Al termine della sua esperienza medica Campanacci descrive il mondo che ha ispirato il suo percorso umano e professionale. In una sovrapposizione d’immagini familiari, idealmente, interpreta l’innovazione tecnica in medicina come l’approssimarsi di un tempo nuovo, un mondo nuovo apparentemente diverso ma ricco di contraddizione. L’ autore misura e lascia presagire della tecnologia il fascino, l’inquietitudine perché consapevole che la ricerca è un instancabile rincorrersi di conoscenze mai definitive, un pedaggio che potremmo pagare in termini di aspettative, certezze e delusioni.
“Mio padre medico auscultava posando direttamente l’orecchio sul petto del paziente…”. In questa vicinanza tra medico e paziente, il figlio legge il percorso umano e professionale del padre. Legge nel gesto la passione del medico che si china sul malato alla ricerca di una conoscenza, una profondità che annulli la distanza e diventi un ascolto, oltre il diaframma del corpo, degli umori e della speranza di salute e di vita del paziente.
Il ricordo non vuole essere per l’autore una nostalgica cartolina ingiallita dal tempo, capace di suscitare la nostalgia e il fascino delle cose perdute. Esso, diversamente, sembra animarsi nell’immaginario di chi legge come un fotogramma in movimento. Il motivo centrale sul quale allineare l’etica medica e le attese del paziente. Il narratore confronta passato e presente per tracciare un futuro prevedibile. Il suo racconto lascia presagire il tempo moderno ma anche i rischi di una medicina robotizzata che affida le sue aspettative alla intermediazione della macchina.
Campanacci figlio sa come ognuno di noi sa di vivere un tempo di transizione dove la nuova frontiera del progresso scientifico con le sue regole, i suoi strumenti è fondamentale, nel caso specifico, al lavoro del medico. Ne diventa consapevole dal momento che, egli stesso, a differenza del padre, “utilizza” uno strumento tecnicamente più avanzato ma che crea una maggiore distanza fisica dal malato: lo stetoscopio. Il simbolo sottende un pericolo del quale Campanacci è consapevole. “Mio figlio…” aggiunge usa il “fonendoscopio” con il quale ascolta segni e rumori amplificati. E’ un trittico quasi perfetto che descrive la preoccupazione e la saggezza del maestro “Questo allontanamento dal malato è per me il segnale del vero pericolo che minaccia la società moderna …che perda di vista l’uomo”.
Platone giustifica la natura mistica della medicina con un precetto “Nullus medicus nisi philosophus” (non puoi essere un bravo medico se non sei filosofo). Una affermazione per molti di noi anacronistica per i tempi che stiamo attraversando.

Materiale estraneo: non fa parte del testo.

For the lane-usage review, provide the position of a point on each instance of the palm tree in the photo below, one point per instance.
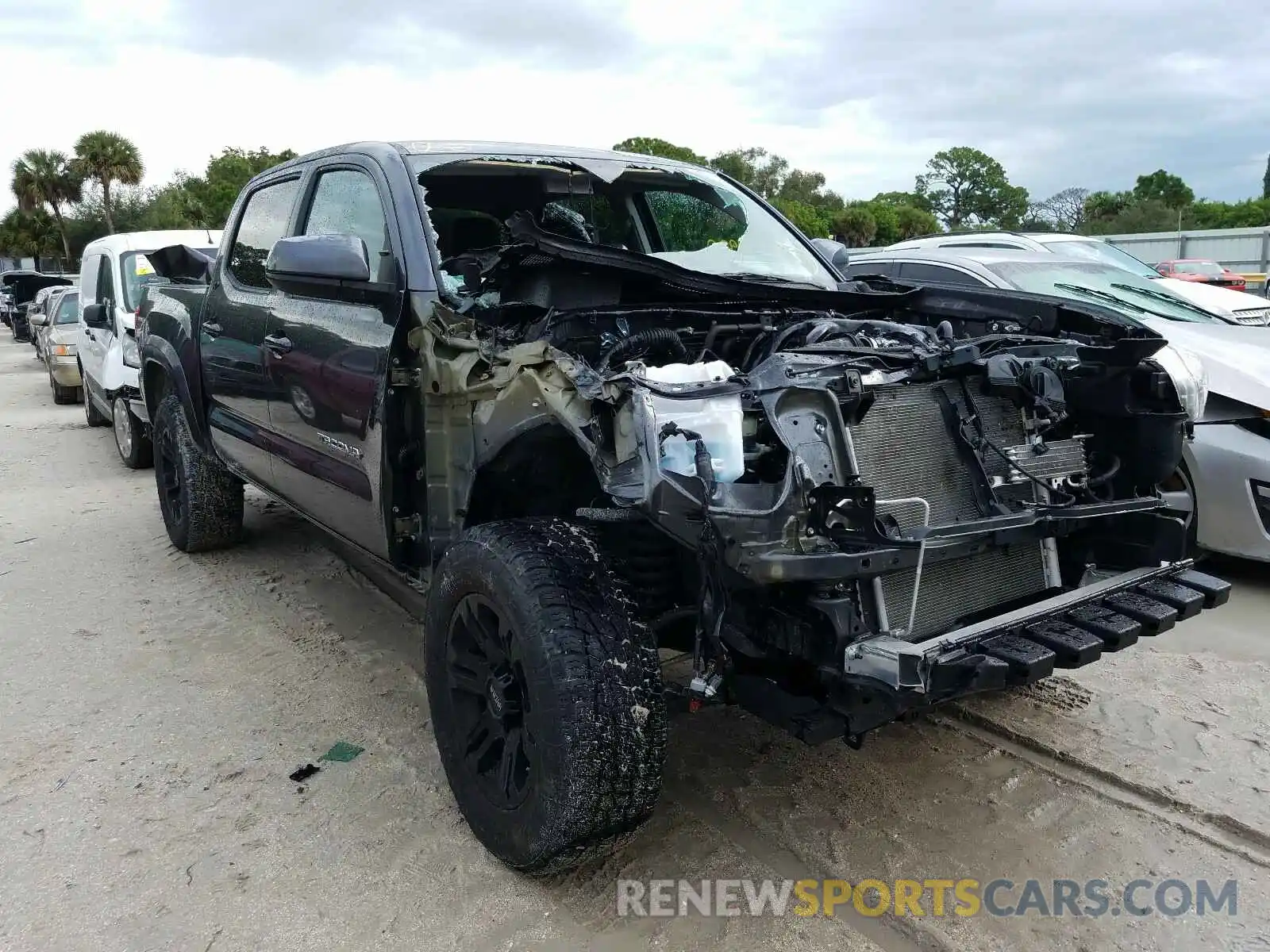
(108, 156)
(48, 178)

Un incremento sempre maggiore del carattere tecnologico della medicina ci impegna, tra le altre cose, in una continua trasmissione di dati che amplifica il potenziale controllo sui comportamenti di ciascuno di noi e le informazioni sugli assistiti. La stessa deontologia del segreto che rappresenta la chiave di sicurezza della quale medico e paziente conoscono da secoli l’uso e sulla quale la medicina ha fondato la fiducia del paziente rischia di compromettere la segretezza sugli indefinibili canali informatici. Il grande occhio di Orwell era soltanto pochi anni fa una finzione cinematografica che il tempo ha reso reale e attuale. Sul binario dell’informatica il medico non potrà chiedere oltre. Acquisterà un linguaggio consono alle richieste della tecnologia e non andrà oltre le necessità del controllore. La macchina sarà arbitro di capacità e efficienza, il pesatore degli incentivi economici, l’ interlocutore privilegiato a cui delegare le aspettative di salute e le speranza del malato. Voglio racchiudere il tutto nella dolorosa testimonianza di Anatole Broyard, critico letterario del New York Times nel descrivere la malattia che lo portò a morte nel 1990. Non solo avvertì la necessità di raccontare i sintomi e il suo stato fisico ma volle parlare di cose e persone che in forma diretta o meno parteciparono alla sua esperienza: “Mi sentirei meglio” scrisse” se avessi un medico che perlomeno percepisse questa incongruenza, vorrei solo che per una volta mi concedesse tutta la sua attenzione che esplorasse la mia mente come esplora il mio corpo, per comprendere il mio malessere perché ogni uomo soffre in modo diverso”.